In our example, we used EKS and Splunk deployed in the same Region and the same VPC. But there are no special requirements for your Splunk Enterprise deployment. You can also use Splunk Cloud with our solution. The only requirement is to give the EKS cluster access to the Splunk HTTP Event Collector endpoint, which is usually deployed on port 8088.

After performing all the steps from the Installation instructions, you will see that the DaemonSet for worker nodes will schedule Pods with our collectord on every worker node, and one addon Pod will be deployed for collecting Kubernetes events. Because you don’t have access to the Master nodes, you can delete the DaemonSet for masters or safely ignore it.
With the default configuration, you will get metrics from the worker nodes. You will see detailed metrics for the nodes, pods, containers, and processes. Container and host logs will be automatically forwarded as well.

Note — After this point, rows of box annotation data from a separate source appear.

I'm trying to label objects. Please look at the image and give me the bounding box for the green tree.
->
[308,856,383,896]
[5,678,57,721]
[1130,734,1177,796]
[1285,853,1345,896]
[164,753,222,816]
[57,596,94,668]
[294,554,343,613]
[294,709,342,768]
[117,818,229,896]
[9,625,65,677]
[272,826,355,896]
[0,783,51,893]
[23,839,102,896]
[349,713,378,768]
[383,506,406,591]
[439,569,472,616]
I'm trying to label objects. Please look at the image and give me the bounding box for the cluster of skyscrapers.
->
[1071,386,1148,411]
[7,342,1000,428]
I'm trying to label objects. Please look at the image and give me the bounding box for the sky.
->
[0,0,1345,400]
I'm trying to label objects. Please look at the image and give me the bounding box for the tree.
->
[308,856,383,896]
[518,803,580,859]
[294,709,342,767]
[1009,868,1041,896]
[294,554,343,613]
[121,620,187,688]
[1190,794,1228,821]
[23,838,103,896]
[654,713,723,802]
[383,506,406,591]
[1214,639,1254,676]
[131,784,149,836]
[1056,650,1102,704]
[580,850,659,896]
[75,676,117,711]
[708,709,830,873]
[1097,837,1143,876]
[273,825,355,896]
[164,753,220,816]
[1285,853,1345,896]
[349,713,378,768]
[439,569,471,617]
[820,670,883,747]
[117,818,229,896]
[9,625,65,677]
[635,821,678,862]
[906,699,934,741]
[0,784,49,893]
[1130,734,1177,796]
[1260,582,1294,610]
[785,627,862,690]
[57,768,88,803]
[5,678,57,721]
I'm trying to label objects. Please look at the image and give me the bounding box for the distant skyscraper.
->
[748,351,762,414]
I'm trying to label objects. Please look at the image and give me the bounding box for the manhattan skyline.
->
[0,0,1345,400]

From the control plane, you will be able to see the Kubelet metrics in the application.

You will be able to review Network

And monitor PVC and Instance storage usage

We have over 30 alerts pre-built for you, which will highlight issues with your deployments and workloads you are running

All other Cluster information will be unavailable because you don’t have access to the metrics of the Scheduler, etcd, and controller. But you can still collect metrics from the API Server. By default, in our configuration we expect every collector on master nodes to collect metrics from the Kubernetes API processes. But because in the case of EKS you don’t have access to the Master nodes, you can schedule collection of the Kubernetes API from the addon.
In our configuration file, find the section of ConfigMap with the file definition for the addon 004-addon.conf
and
add a section as in the example below (lines 6-42).
004-addon.conf: |
[general]
...
[input.prometheus::kubernetes-api]
# disable prometheus kubernetes-api metrics
disabled = false
# override type
type = prometheus
# specify Splunk index
index =
# override host
host = kubernetes-eks-api-server
# override source
source = kubernetes-api
# how often to collect prometheus metrics
interval = 60s
# prometheus endpoint
endpoint.kubeapi = https://${KUBERNETES_SERVICE_HOST}:${KUBERNETES_SERVICE_PORT}/metrics
# token for "Authorization: Bearer $(cat tokenPath)"
tokenPath = /var/run/secrets/kubernetes.io/serviceaccount/token
# server certificate for certificate validation
certPath = /var/run/secrets/kubernetes.io/serviceaccount/ca.crt
# client certificate for authentication
clientCertPath =
# Allow invalid SSL server certificate
insecure = true
# include metrics help with the events
includeHelp = false
After that, restart the addon pod. Find the pod id
$ kubectl get pods --namespace collectorforkubernetes
NAME READY STATUS RESTARTS AGE
collectorforkubernetes-addon-546bd58878-4qk44 1/1 Running 0 48m
collectorforkubernetes-g2wbg 1/1 Running 0 55m
collectorforkubernetes-gwdg5 1/1 Running 0 55m
collectorforkubernetes-rsh44 1/1 Running 0 55m
And delete the addon pod with
$ kubectl delete pod collectorforkubernetes-addon-546bd58878-4qk44 --namespace collectorforkubernetes
pod "collectorforkubernetes-addon-546bd58878-4qk44" deleted
A new pod will be scheduled with updated configurations. In a few minutes, you should be able to see API Kubernetes Metrics in our application.

Links
If you are getting errors when trying to access the API from CLI, like
error: the server doesn't have a resource type "cronjobs"
orerror: You must be logged in to the server (Unauthorized)
, check the article Common errors when setting up EKS for the first time. You need to be sure that you are creating the EKS cluster with the same IAM that is going to access the API. In our case, we were using MFA for managing temporary sessions, which caused errors similar to those described above.